The intricacies and benefits of customer data platforms
For data-driven marketers, getting their martech stack right can unlock the door to transformational customer experiences. In an ideal martech environment, where all platforms are tied together by a unified data framework & foundation, the entire business can benefit from real-time informed insight.
Yet, for many marketers, piecing together the martech puzzle remains a challenge. There are many questions to consider: what martech platforms do I need within my business? How can I ensure platforms are correctly implemented, integrated and optimised? What data strategy and frameworks do I need to support an unsiloed, unified world? How can I make the most of existing and new platform investments to drive real value and ROI?
And those questions are just the tip of the iceberg.
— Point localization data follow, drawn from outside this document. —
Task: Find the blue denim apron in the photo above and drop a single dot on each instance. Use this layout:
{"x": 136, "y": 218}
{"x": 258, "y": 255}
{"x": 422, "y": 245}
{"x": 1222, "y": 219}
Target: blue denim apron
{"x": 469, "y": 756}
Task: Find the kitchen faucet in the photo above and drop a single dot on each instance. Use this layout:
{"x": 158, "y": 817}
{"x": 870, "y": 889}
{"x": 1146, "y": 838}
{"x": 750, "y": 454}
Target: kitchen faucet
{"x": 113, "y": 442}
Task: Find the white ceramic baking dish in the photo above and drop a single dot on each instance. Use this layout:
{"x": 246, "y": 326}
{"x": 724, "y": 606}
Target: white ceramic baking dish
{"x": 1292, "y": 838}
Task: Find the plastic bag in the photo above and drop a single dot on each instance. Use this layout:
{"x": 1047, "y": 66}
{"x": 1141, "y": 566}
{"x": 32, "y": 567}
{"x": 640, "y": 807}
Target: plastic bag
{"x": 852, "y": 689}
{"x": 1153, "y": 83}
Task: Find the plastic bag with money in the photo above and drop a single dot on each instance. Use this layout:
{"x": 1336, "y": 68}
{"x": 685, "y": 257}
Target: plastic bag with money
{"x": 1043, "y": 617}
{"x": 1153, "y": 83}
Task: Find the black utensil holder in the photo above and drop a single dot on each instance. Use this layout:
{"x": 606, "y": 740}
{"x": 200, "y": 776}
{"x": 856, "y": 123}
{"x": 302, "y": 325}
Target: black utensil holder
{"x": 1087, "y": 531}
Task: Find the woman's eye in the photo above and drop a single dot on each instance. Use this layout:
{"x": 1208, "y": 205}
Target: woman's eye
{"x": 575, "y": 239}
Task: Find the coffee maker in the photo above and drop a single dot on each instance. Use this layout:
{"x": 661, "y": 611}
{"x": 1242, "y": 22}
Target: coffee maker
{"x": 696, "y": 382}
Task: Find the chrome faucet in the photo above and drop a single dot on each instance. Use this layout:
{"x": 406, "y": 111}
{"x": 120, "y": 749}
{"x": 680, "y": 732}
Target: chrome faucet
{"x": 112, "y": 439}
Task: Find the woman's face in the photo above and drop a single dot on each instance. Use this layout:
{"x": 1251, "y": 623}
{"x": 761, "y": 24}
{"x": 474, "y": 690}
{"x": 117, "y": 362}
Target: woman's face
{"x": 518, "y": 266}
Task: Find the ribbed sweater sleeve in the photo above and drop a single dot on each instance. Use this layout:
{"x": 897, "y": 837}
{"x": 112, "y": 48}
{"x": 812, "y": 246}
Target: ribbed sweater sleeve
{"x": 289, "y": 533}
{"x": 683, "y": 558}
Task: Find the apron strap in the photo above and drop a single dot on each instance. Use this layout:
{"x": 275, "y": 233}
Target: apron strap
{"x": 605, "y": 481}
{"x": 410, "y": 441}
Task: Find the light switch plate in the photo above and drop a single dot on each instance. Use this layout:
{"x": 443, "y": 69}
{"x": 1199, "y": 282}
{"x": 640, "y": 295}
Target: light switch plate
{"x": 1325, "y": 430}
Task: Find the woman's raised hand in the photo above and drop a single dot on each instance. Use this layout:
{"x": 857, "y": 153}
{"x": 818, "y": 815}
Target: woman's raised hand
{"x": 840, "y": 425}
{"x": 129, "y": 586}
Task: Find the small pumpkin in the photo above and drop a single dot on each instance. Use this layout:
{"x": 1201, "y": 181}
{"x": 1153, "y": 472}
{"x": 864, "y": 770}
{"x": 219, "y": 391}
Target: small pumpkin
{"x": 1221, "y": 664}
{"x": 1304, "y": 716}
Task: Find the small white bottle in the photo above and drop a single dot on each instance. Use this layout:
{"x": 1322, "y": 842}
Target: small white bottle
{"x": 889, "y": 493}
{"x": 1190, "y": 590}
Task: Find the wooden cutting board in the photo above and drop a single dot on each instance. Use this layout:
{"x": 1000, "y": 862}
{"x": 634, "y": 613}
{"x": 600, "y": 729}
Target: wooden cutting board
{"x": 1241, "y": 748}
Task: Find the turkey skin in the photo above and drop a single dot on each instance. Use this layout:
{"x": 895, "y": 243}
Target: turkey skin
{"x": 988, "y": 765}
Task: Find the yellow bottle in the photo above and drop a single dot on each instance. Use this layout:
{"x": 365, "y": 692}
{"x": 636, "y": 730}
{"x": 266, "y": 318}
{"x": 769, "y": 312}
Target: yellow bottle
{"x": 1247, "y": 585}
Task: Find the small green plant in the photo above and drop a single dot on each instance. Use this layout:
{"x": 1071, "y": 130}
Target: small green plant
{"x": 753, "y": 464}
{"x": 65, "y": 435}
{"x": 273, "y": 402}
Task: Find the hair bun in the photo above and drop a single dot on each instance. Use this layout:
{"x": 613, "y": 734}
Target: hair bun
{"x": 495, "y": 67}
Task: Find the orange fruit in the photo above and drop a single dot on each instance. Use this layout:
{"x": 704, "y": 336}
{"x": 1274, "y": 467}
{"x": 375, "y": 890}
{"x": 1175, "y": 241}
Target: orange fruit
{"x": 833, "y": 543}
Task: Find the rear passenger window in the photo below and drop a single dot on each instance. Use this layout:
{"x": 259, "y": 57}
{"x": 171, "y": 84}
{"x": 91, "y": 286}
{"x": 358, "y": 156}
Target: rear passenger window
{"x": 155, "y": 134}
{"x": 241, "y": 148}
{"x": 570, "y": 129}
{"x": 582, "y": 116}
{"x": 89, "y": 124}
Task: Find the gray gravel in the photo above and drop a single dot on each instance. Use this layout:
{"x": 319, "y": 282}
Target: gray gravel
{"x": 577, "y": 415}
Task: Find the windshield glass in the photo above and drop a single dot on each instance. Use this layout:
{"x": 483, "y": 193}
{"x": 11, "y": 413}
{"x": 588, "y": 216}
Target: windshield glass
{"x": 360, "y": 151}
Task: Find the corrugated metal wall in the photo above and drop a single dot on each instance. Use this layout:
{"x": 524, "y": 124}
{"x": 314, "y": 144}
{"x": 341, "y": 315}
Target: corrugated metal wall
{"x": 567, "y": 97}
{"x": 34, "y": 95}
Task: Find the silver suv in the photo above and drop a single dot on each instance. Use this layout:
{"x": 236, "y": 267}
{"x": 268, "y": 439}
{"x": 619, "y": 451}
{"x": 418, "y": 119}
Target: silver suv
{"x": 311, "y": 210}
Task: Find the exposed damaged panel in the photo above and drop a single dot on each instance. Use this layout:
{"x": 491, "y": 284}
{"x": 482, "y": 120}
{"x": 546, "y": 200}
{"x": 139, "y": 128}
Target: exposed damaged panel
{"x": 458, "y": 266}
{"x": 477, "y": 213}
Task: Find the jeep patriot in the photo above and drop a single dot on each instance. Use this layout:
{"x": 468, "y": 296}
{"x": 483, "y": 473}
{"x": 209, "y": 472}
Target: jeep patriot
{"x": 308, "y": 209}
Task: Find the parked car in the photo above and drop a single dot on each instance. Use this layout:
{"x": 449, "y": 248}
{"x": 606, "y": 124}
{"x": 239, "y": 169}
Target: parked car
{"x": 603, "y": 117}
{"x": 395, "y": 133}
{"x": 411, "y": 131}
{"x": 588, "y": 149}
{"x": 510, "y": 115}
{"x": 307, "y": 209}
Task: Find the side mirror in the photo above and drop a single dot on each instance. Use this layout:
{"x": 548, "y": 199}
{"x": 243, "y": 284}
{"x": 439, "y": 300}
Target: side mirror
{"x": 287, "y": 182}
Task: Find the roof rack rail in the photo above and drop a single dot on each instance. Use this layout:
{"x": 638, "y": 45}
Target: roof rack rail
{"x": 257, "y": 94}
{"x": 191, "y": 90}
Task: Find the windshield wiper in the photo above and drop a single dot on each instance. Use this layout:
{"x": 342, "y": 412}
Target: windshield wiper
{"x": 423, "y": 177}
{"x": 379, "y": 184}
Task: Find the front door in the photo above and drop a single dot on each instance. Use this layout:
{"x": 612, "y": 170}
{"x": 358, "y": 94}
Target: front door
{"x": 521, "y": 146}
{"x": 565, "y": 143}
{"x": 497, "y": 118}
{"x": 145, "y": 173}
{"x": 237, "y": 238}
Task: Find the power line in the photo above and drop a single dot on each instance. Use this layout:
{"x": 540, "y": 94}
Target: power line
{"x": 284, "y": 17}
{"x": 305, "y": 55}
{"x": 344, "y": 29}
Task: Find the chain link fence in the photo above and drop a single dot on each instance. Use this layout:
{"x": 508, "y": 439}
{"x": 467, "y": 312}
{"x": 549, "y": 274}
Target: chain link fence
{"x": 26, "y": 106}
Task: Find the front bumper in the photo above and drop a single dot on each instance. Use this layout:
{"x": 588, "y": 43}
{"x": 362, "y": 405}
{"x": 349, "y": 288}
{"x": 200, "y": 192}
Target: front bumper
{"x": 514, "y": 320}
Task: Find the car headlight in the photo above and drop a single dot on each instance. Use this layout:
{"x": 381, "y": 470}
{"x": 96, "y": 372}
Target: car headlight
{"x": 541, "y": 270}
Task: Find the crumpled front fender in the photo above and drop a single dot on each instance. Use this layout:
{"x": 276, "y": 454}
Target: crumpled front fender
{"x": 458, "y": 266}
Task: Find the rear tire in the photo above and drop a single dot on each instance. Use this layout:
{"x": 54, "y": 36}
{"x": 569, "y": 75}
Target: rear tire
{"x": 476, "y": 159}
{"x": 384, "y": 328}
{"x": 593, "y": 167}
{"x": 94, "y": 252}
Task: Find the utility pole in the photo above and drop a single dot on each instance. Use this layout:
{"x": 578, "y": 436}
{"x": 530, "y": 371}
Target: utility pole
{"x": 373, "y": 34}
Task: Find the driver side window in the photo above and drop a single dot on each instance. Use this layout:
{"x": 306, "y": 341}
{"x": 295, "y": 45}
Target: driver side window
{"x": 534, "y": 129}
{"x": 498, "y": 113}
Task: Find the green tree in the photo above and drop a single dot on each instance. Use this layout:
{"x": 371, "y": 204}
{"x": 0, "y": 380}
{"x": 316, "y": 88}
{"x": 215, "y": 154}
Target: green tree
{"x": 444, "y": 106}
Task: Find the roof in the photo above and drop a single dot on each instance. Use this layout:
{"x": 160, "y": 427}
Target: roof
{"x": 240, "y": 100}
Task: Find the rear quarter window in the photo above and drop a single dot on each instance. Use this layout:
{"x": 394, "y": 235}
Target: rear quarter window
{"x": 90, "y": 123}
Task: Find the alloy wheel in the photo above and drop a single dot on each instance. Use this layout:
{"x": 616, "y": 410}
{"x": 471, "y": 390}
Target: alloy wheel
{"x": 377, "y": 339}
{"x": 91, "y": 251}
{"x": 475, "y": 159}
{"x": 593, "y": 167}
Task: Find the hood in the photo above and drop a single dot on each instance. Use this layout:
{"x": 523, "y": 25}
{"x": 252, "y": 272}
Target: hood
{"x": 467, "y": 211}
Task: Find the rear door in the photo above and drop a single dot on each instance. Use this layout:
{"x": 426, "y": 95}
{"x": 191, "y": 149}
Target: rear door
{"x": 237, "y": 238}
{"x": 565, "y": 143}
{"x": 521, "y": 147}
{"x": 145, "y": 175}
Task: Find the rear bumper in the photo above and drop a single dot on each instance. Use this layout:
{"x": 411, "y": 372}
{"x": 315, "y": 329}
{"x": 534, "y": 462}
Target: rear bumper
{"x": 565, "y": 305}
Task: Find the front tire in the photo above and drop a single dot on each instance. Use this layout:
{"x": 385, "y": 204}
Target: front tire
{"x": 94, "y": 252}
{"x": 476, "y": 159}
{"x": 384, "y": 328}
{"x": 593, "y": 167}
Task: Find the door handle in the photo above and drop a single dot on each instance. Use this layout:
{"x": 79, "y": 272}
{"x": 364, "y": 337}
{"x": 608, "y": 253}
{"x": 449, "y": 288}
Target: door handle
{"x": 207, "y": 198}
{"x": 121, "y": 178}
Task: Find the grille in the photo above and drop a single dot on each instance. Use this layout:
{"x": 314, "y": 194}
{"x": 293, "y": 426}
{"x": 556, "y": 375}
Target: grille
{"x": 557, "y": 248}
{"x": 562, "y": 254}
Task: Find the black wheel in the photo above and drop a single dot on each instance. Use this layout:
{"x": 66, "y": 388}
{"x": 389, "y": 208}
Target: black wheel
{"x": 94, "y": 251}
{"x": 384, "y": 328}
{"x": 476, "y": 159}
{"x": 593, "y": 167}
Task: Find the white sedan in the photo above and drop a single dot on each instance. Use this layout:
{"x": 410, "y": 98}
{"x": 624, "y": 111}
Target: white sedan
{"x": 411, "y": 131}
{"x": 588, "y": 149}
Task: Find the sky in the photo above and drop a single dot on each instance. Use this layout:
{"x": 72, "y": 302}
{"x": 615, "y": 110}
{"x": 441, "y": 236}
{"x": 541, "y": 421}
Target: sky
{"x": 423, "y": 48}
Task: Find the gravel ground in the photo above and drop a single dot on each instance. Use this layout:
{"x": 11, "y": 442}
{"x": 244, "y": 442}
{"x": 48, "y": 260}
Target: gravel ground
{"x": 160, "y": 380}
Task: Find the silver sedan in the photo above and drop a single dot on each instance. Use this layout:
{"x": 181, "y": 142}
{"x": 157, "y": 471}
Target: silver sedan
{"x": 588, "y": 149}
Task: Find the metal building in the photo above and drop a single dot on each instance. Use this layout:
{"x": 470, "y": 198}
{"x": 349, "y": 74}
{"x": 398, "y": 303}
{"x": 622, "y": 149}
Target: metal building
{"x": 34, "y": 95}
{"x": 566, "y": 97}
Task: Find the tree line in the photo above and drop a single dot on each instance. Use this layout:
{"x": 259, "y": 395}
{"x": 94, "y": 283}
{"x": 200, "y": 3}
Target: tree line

Including a customer data platform (CDP) in a business’s martech stack is one attractive answer. This is because CDPs can help companies who are looking to limit data fragmentation and achieve a unified, omnichannel approach.
Should marketers look to invest in CDPs?
In layman’s terms, CDPs work to centralise data across multiple sources for a unified database. Yet, there’s still a lot of confusion in the market as there’s no one single formula that all CDP solutions follow. Added to the fact there are many diverse and maturing data solutions on the market today, it can be hard to understand what each solution does and which is the best fit for a business. Indeed, the CDP Institute itself recognises over 100+ CDP solutions.
When marketers are considering a CDP investment, or looking to evolve and optimise their martech stack, they should assess the organisation’s unique position, existing frameworks and technology. With vendors evolving their positioning and technology, the scope of CDP capability, standard features and support can vary greatly.
What are the benefits of a CDP?
Despite the variety of CDP solutions, most CDP vendors say their solutions can address a number of common challenges including:
- Marketing fragmentation – working to create a single customer view across marketing channels
- Digital and offline integration – most CDPs support standard connections for source systems such as marketing applications and CRMs – a requirement to collect and integrate customer data from digital and offline sources, and support data integration
- Identity management – CDPs should be able to create universal and persistent person views, using identity resolution to create accurate profiles of individual customers, visitors or prospects across touchpoints
- Segmentation – CDPs should work to create segments for real-time marketing applications and enable marketers to make segment data immediately available in other marketing applications
- Data silos – CDPs help to expose data to other systems, including customer analytics, customer engagement platforms and more
- Governance and legislation – governance and privacy legislation compliance (such as with GDPR and the CCPA) are crucial for any data solution, and help marketers to maintain a transparent, responsible and secure approach to data
Considering this, investing in a CDP to achieve a centralised, omnichannel solution may seem an obvious choice. Yet, it’s important to keep in mind that, as capability can vary between vendors, a CDP may still require support from other technologies in the tech stack (every technology has its strengths, so it’s important to play to them and plug in enhancements where needed). To ensure a business is making the right choice it is advisable to seek consultation from a data and technology expert achieve real value.
For this reason, and because different marketers and organisations have differing requirements, data ecosystems and existing martech, it often helps to consult a data partner to identify what platforms or tools can help companies meet their goals. If a single CDP or a combination of tools is the best option for an organisation. They can also help to answer how businesses can optimise an existing CDP and martech stack and how to consider martech and data strategies together for a unified, effective approach.
While CDP options can seem daunting, it’s true that no two businesses are the same. As such, technologies should be geared up to suit the intricacies of a business, rather than the other way around. With the right advice businesses can tailor CDPs to help drive real value by unify existing technologies and frameworks so that they are all working towards a shared company goal.